The government has remained uncompromising on migrants at the border, even after multiple appeals from the UN refugee agency, the Council of Europe and the European Court of Human Rights.

Prime Minister Mateusz Morawiecki said he was protecting “the holy territory of Poland”.

Dressed in military-style outfits, he went to the border to announce the construction of a fence.

Culture Minister Piotr Glinski has promised to “defend Poland against migrants” and Defense Minister Mariusz Blaszczak has sent 2,000 troops to the border.

“What is happening at the border is political gold” for the government, said former EU chief Donald Tusk, now head of Civic Platform.


Many Poles sympathize with Afghans and get used to higher levels of immigration to the country Wojtek RADWANSKI AFP

Adam Szostkiewicz, political commentator for the weekly Polityka, said the government “is building its election campaign around this”.

But analysts pointed out that public sentiment around the issue has changed in recent years.

Many Poles sympathize with the Afghans and are increasingly accustomed to higher levels of immigration to the country, especially Ukrainians and Belarusians.

“At the time, around 70 percent of Poles said they were against welcoming refugees. Today it’s 55 percent, ”Szczesniak said.

– Confusion –

The government can also send a mixed message.

In recent days, he has also evacuated nearly 1,000 Afghans who were working for the Polish military contingent.

“On the one hand, the PiS helps the Afghans and on the other it rejects them. It creates confusion, ”Szczesniak said.

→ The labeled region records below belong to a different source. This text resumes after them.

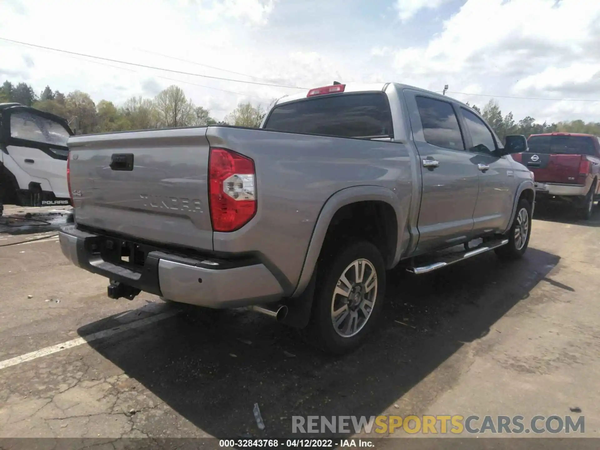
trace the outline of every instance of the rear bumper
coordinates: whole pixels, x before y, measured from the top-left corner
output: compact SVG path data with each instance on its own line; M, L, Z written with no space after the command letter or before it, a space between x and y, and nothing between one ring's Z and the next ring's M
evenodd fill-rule
M209 308L237 308L280 299L283 290L262 263L230 263L149 252L143 268L134 270L102 259L94 245L103 236L63 227L63 254L74 265L169 300Z
M536 194L550 196L585 196L590 187L584 184L560 184L559 183L535 183Z

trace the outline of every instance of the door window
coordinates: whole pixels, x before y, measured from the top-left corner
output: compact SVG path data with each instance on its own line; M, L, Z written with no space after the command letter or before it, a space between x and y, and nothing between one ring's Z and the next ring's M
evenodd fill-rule
M420 95L416 100L425 142L438 147L464 150L463 135L452 105Z
M493 154L496 150L496 142L490 128L482 120L470 111L464 108L461 109L473 141L473 147L470 148L470 151L487 155Z

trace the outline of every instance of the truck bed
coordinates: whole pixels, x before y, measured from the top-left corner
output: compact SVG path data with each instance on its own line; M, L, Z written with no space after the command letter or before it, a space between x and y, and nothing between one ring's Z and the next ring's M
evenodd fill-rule
M251 255L274 271L286 295L328 199L350 187L380 186L407 211L416 182L413 154L399 142L210 126L77 136L69 148L79 225L220 257ZM233 232L212 226L211 148L254 161L257 209ZM133 154L131 170L111 169L113 154Z

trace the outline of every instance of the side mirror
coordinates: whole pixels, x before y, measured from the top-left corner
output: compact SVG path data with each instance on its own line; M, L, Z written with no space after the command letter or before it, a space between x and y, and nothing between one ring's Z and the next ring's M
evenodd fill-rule
M526 152L529 149L525 136L522 134L512 134L506 136L504 148L501 151L503 155L511 155Z

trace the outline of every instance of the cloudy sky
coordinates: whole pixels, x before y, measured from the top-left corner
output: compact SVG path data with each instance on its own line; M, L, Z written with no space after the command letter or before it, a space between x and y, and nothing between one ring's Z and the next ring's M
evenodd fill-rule
M600 121L599 0L0 0L0 38L206 76L0 40L2 81L97 102L177 84L220 119L240 101L266 106L298 91L208 77L393 81L448 84L480 106L493 96L517 119Z

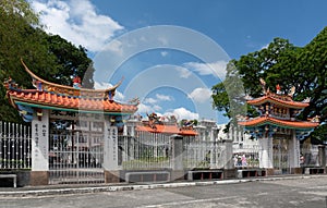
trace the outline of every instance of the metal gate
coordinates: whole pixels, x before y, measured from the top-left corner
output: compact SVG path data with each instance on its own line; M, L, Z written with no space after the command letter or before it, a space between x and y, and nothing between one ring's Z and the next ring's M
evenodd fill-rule
M104 183L104 135L51 134L49 184Z
M274 169L279 174L286 174L290 171L288 146L289 138L287 136L272 139Z

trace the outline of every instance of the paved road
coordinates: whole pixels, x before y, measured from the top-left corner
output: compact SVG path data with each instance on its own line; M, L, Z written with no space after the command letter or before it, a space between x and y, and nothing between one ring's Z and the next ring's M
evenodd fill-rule
M327 178L256 181L238 184L104 192L92 194L1 197L1 208L327 208Z

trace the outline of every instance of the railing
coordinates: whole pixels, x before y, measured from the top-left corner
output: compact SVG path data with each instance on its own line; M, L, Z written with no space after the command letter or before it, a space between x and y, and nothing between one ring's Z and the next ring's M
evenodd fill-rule
M0 169L32 168L31 126L0 121Z
M170 168L168 135L140 133L137 137L119 137L119 164L124 170L156 170Z
M184 169L223 168L226 148L219 142L183 137ZM119 158L123 170L157 170L172 167L171 137L165 134L138 133L136 137L119 138Z
M235 168L257 168L259 167L258 145L243 145L234 149L233 161Z

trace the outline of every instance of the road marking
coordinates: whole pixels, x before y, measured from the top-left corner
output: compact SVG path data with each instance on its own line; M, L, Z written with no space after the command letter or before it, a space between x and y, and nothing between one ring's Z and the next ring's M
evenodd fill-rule
M225 199L235 199L238 196L229 196L222 198L206 198L206 199L194 199L194 200L183 200L183 201L173 201L173 203L165 203L165 204L157 204L157 205L147 205L142 206L138 208L153 208L153 207L162 207L162 206L179 206L179 205L189 205L189 204L197 204L197 203L211 203Z

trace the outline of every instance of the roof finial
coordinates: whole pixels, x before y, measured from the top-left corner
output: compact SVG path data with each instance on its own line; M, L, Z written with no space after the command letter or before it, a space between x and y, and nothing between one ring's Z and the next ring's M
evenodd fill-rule
M259 81L261 81L261 85L263 87L263 93L266 95L267 94L267 91L266 91L266 82L264 81L264 78L259 78Z

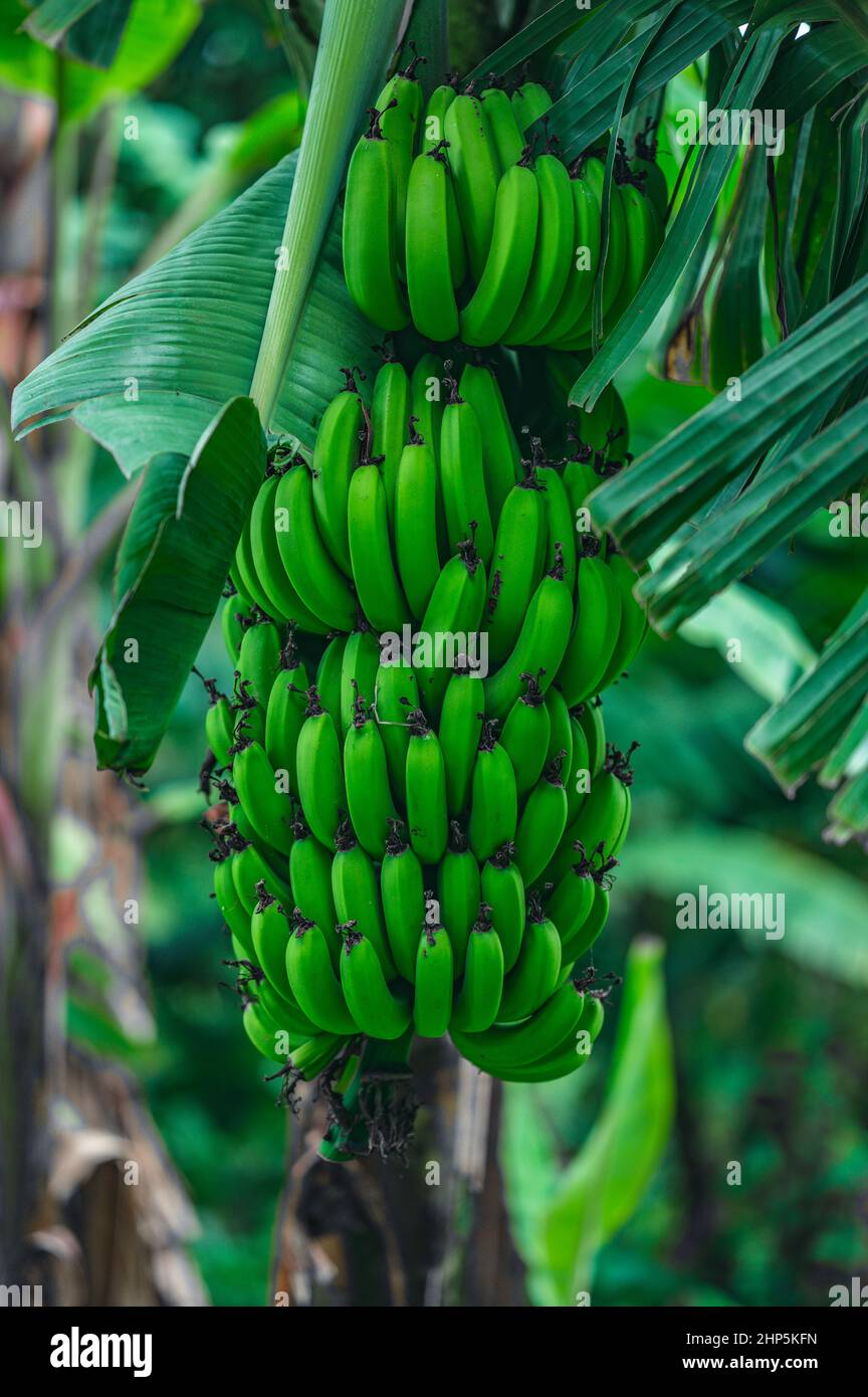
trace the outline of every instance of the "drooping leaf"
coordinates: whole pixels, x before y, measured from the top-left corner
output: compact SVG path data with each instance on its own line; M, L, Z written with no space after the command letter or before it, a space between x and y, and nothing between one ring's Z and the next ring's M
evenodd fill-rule
M772 349L744 376L592 497L594 521L636 562L755 462L794 420L809 416L868 363L868 277ZM601 358L606 353L603 348ZM594 360L596 362L596 360ZM593 366L592 366L593 367ZM590 370L589 370L590 372Z
M765 81L780 32L758 35L741 56L740 67L723 94L720 106L749 110ZM600 352L574 384L569 401L576 407L593 408L603 388L611 381L629 353L650 330L657 313L674 291L681 268L702 237L735 159L735 145L706 145L702 148L691 189L667 233L648 277L607 337Z
M763 471L705 520L638 587L654 627L671 634L727 583L742 577L829 499L868 474L868 400Z
M73 415L127 475L190 455L216 409L250 391L297 152L109 296L21 384L18 434ZM339 366L371 369L378 332L349 299L339 217L311 285L272 426L313 444Z
M107 68L99 70L77 59L64 61L64 120L81 122L105 102L152 82L180 52L201 14L195 0L134 0ZM57 98L57 59L18 28L24 18L27 11L18 0L0 0L0 84L15 92Z
M590 1288L596 1253L635 1211L660 1164L674 1099L663 943L638 937L603 1109L544 1215L540 1264L551 1305L574 1305L576 1291Z
M678 627L691 645L717 650L733 673L769 703L783 698L816 658L795 617L752 587L734 583ZM738 637L738 651L733 638Z
M868 591L816 664L745 738L748 752L793 792L829 754L868 693Z
M660 17L653 20L657 32L650 42L643 31L599 66L588 68L582 61L582 80L569 87L546 113L548 130L560 137L565 159L581 155L613 126L618 99L627 84L629 99L624 110L632 112L646 96L719 43L744 13L742 0L724 0L719 8L710 8L701 0L685 0L674 7L673 14L667 14L666 7L660 6ZM541 122L530 130L541 133Z
M91 685L100 767L148 770L220 598L265 472L250 398L214 418L190 460L155 455L124 532L116 606Z
M133 0L39 0L24 28L40 43L107 68L123 38Z
M731 900L727 919L733 922L737 909L742 925L678 926L675 918L682 914L685 923L692 911L687 895L698 900L692 919L699 919L702 887L706 897L721 893ZM629 858L625 856L618 872L618 894L649 893L670 902L675 944L696 936L740 936L758 954L786 956L811 974L829 975L844 985L868 985L864 884L830 859L784 844L763 830L691 820L675 828L632 831Z

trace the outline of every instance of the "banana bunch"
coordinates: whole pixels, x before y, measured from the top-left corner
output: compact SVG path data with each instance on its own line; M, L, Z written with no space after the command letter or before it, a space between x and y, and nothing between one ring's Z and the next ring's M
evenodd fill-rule
M526 141L551 106L539 82L512 96L444 84L424 105L417 63L382 89L350 159L353 300L382 330L412 323L438 344L588 348L597 275L610 331L663 242L667 190L652 149L642 144L631 168L618 141L607 190L604 149L565 165L557 140L539 155Z
M557 391L572 363L548 358ZM599 693L646 622L586 509L629 461L622 404L550 460L486 365L387 352L370 401L343 376L310 464L269 453L222 615L232 693L205 680L244 1028L345 1102L366 1044L399 1059L414 1035L505 1081L565 1076L601 1027L576 964L631 819Z

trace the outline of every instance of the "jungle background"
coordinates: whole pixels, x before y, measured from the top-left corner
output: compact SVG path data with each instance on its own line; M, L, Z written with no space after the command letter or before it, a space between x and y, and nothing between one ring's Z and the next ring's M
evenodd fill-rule
M145 10L135 42L99 74L20 34L25 11L0 0L0 495L27 496L22 482L38 482L46 534L40 549L1 545L1 891L4 936L24 929L25 947L13 954L7 940L3 953L1 1065L15 1080L3 1119L4 1242L27 1203L14 1140L43 1116L53 1168L46 1197L28 1204L31 1241L61 1263L60 1303L262 1305L287 1133L299 1127L275 1109L276 1087L262 1083L223 983L198 826L205 692L191 676L147 791L93 771L85 680L110 616L130 488L68 425L8 439L8 394L60 335L300 138L303 31L287 53L287 31L257 0L137 0L134 15ZM456 7L467 66L493 46L493 10ZM670 186L667 133L698 92L689 71L670 85ZM664 339L663 316L617 379L635 454L712 397L663 380ZM650 1153L622 1147L611 1235L581 1239L593 1305L828 1305L832 1285L864 1274L864 851L825 844L823 792L811 784L787 800L742 746L854 602L864 546L832 536L818 513L675 640L652 636L606 701L620 745L641 746L596 963L621 975L636 936L664 943L675 1091ZM198 668L226 686L216 627ZM701 884L784 893L786 935L678 930L675 895ZM47 985L45 1032L28 954L33 983L45 972ZM611 1165L599 1134L596 1151L589 1140L606 1109L621 993L585 1071L505 1090L500 1160L530 1302L546 1302L540 1231L558 1180L578 1178L583 1161L579 1182L599 1192ZM649 1065L646 1090L657 1070L663 1059ZM670 1084L656 1085L668 1099ZM642 1112L634 1099L639 1133ZM133 1203L117 1175L145 1153L158 1182ZM571 1206L581 1232L578 1187L561 1196Z

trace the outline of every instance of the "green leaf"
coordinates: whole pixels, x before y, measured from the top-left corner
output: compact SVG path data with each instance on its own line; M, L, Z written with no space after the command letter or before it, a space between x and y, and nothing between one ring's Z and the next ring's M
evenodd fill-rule
M116 609L91 685L100 767L148 770L220 599L265 474L250 398L215 416L187 461L156 455L116 569Z
M608 0L606 4L599 6L600 11L606 11L610 15L613 10L613 3ZM512 39L502 43L500 49L490 53L487 59L483 59L469 74L467 81L479 80L487 77L490 73L511 73L512 68L523 63L525 59L532 59L534 53L544 49L554 39L558 39L568 29L575 28L576 24L582 21L582 14L578 11L575 0L558 0L553 4L550 10L546 10L537 20L532 20L523 29L521 29ZM592 17L585 17L585 22L590 22ZM479 52L479 50L477 50Z
M190 455L227 398L250 391L297 154L95 310L18 384L22 436L73 415L131 475ZM308 291L274 429L313 446L339 366L375 363L378 332L347 295L335 215Z
M603 1109L548 1204L540 1263L551 1303L589 1289L594 1256L635 1213L668 1139L675 1101L663 943L636 937Z
M741 381L740 401L720 394L629 471L594 490L594 521L635 563L646 562L721 485L868 363L867 303L864 277L754 365ZM604 353L606 348L599 358Z
M588 68L582 60L579 67L586 75L546 113L548 130L562 141L564 158L581 155L613 126L625 84L631 87L624 110L632 112L726 38L744 10L742 0L727 0L719 11L687 0L671 15L663 13L653 21L659 32L650 43L643 31L596 67ZM530 127L536 130L543 131L541 120Z
M42 0L24 28L40 43L61 47L96 68L114 61L133 0Z
M680 928L675 916L685 902L675 900L685 894L699 898L702 887L708 897L712 893L728 898L770 895L768 925L763 908L759 928L735 932ZM811 974L829 975L844 985L868 985L868 890L862 882L830 859L762 830L734 830L696 820L663 831L636 830L618 870L618 894L625 893L632 897L653 893L671 901L675 946L688 937L723 940L738 935L756 953L787 956ZM744 904L730 905L740 908L741 921ZM759 904L754 905L759 911ZM779 912L783 921L775 928Z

Szostkiewicz said that the fact that the crisis can be orchestrated by Minsk “does not justify the lack of basic empathy … and the Poles can see it”.

The situation of the group stranded at the border has also prompted appeals from the Polish Catholic Church, traditionally close to the current government.

Poland’s leading Catholic clergyman, Archbishop Wojciech Polak, called on political leaders “to be guided above all by the spirit of hospitality, respect for newcomers and goodwill”.